鎌倉時代成立の説話集『古今著聞集』には、道長の約100年後に生きた白河上皇が大雪の日に外出した逸話が記されている。その日は前日から雪が降っており、上皇は近習から「吹きだまっている箇所は一尺(約30センチ)あまり、庭は八寸かた九寸(約24センチから27センチ)の雪が積もっています」との報告を受け、「ゆゆしき大雪にこそ」と答えたという。あえて現代風かつ関西弁に訳せばm「めっちゃ大雪やん!」だろうか。平安後期に編纂された歴史書『日本記略』には、天慶元(938)年にやはり一尺の雪が積もったとの記録があるので、どうも平安時代の貴族には一尺越えが大雪の目安だったらしい。

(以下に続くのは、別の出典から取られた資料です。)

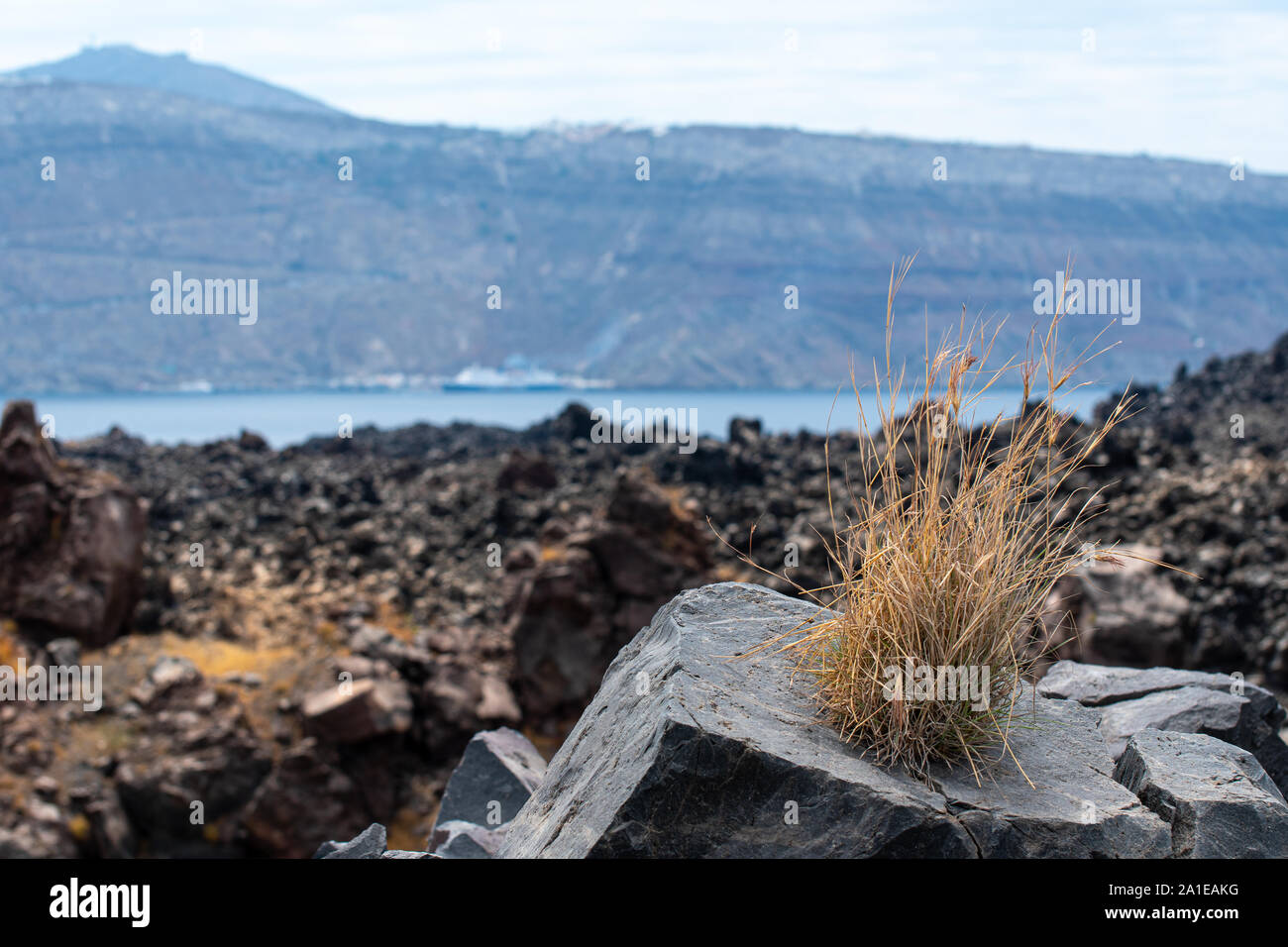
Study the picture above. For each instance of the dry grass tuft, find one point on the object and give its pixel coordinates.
(948, 551)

前述の白河上皇にも仕えた公卿・藤原宗忠の日記『中右記』には、寛治7(1093)年の年末から年明けにかけて、都の東北にそびえる比叡山*3に大雪が降ったとの記述がある。積雪量は1・5メートル近く、僧の寝起きする建物が崩れ、死者が複数出たとあり、相当な惨事である。この時は現在の岐阜県、愛知県、福井県や石川県も広く大雪となったが、肝心の都での積雪は大晦日に「五寸(15センチ)」ほど。翌日の元旦には「宿雪残庭(前日からの雪が庭に残っている)」状況ながら、必要な儀式は行われている。